I thought for a moment. “So you’re saying that God lets bad things happen because He loves us.”
“Yes. It’s a paradox.”
“It’s a terrible paradox,” I said.
“It is, except when
you consider the conclusion.”
“What’s that?”
“It’s all temporary. In the end, love wins.”
I woke the next morning unable to get the conversation I’d had with the doctor out of my mind. Had he really had that experience? I believe that he believed it, but that doesn’t make it true. I had heard about near-death experiences before, even once from a client, but I had always dismissed them as delusions of weaker minds. But this man’s mind wasn’t weak. And as far as I could figure out, he had no motivation to lie. I suppose that’s what bothered me most of all. I couldn’t figure out the man’s angle.
Chapter Twenty-Four
Kansas claims a mere eleven miles of Route 66. It took me less than three hours before I could say, “Toto, I’ve a feeling we’re not in Kansas anymore . . .”
—CHARLES JAMES’S DIARY
Two and a half weeks from the time I crossed over the Mississippi River into Missouri, I walked out of the western side of the state, over the Kansas border.

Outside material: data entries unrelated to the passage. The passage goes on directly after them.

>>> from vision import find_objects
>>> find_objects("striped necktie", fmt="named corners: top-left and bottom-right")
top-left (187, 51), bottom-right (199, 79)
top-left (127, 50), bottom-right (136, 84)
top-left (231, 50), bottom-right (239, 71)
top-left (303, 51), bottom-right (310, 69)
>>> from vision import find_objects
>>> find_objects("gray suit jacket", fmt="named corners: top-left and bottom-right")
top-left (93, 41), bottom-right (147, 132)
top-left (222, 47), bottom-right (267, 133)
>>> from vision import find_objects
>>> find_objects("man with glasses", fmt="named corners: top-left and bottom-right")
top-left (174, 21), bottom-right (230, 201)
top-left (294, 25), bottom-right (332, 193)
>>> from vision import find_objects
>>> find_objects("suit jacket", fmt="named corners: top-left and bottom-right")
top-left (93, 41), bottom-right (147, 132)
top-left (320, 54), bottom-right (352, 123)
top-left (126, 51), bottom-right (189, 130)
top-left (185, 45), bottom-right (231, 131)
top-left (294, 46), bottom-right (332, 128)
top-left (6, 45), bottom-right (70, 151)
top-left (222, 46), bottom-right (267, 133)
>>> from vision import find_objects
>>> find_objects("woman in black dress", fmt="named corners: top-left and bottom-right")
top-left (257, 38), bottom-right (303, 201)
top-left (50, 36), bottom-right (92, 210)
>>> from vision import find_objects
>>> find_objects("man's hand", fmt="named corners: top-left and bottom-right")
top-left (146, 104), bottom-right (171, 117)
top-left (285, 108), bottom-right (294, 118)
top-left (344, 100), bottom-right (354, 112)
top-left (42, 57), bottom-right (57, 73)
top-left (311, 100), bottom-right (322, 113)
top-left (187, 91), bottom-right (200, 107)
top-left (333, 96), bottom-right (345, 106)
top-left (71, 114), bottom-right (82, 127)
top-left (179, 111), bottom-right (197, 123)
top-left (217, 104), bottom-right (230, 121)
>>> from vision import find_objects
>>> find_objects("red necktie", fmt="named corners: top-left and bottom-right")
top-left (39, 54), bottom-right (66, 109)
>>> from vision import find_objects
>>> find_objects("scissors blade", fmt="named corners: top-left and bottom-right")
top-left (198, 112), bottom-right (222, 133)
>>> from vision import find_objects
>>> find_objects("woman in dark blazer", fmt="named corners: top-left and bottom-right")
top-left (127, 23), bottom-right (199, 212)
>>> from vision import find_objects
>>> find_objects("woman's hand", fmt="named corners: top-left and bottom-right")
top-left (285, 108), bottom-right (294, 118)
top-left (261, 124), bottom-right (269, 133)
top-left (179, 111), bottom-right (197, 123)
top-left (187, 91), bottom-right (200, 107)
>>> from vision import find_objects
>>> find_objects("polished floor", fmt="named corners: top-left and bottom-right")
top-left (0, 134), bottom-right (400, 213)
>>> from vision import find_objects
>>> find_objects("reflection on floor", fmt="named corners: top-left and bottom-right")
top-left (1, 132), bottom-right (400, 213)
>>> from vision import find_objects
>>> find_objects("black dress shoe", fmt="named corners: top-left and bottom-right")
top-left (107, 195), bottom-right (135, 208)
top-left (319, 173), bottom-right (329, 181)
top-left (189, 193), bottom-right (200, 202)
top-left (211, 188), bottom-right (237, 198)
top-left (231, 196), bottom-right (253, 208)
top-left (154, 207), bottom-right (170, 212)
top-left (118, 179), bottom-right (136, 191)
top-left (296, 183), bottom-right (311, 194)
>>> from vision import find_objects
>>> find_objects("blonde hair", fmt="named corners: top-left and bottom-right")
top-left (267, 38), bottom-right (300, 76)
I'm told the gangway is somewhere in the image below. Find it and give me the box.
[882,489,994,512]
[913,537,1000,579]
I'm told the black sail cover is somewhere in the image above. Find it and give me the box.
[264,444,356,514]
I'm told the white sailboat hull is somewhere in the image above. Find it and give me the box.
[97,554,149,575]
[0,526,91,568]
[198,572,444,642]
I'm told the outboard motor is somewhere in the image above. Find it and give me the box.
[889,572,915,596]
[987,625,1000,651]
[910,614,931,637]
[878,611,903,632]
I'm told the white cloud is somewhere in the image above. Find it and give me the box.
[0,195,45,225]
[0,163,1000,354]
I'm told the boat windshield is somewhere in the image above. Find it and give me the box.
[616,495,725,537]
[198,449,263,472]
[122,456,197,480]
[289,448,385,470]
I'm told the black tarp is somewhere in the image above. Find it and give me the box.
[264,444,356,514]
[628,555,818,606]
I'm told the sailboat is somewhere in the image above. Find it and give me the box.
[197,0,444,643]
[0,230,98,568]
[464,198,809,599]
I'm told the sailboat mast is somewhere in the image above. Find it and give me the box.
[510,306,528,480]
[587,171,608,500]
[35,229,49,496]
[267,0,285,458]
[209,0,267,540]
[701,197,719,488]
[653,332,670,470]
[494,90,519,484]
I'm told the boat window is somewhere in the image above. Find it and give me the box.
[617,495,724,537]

Of the eight Route 66 states, Kansas has the least amount of road, with just eleven miles of asphalt crossing through the southeastern corner of the state. The Historic Route 66 Highway signs turned from blue to brown.
I stopped for lunch at a restored vintage 66 gas station-turned-café that had the actual rusted-brown truck that inspired the character Tow Mater in Cars.
I wasn’t alone in the café. Somehow I had caught up to the Corvette-driving Canadians I’d run into at the Munger Moss Motel. We had a burger together along with two Australians who had started their trek in Los Angeles and were following the Route from west to east.
One of the Canadians was complaining about the difficulty of following the Route along some stretches, and the Australian erupted, “You think you got it hard, mate? Half the cities don’t even have signs facing west. You have to drive the bloody thing with one eye in the rearview mirror!”
Chapter Twenty-Five
There are people who are as much a part of the Route as the road itself.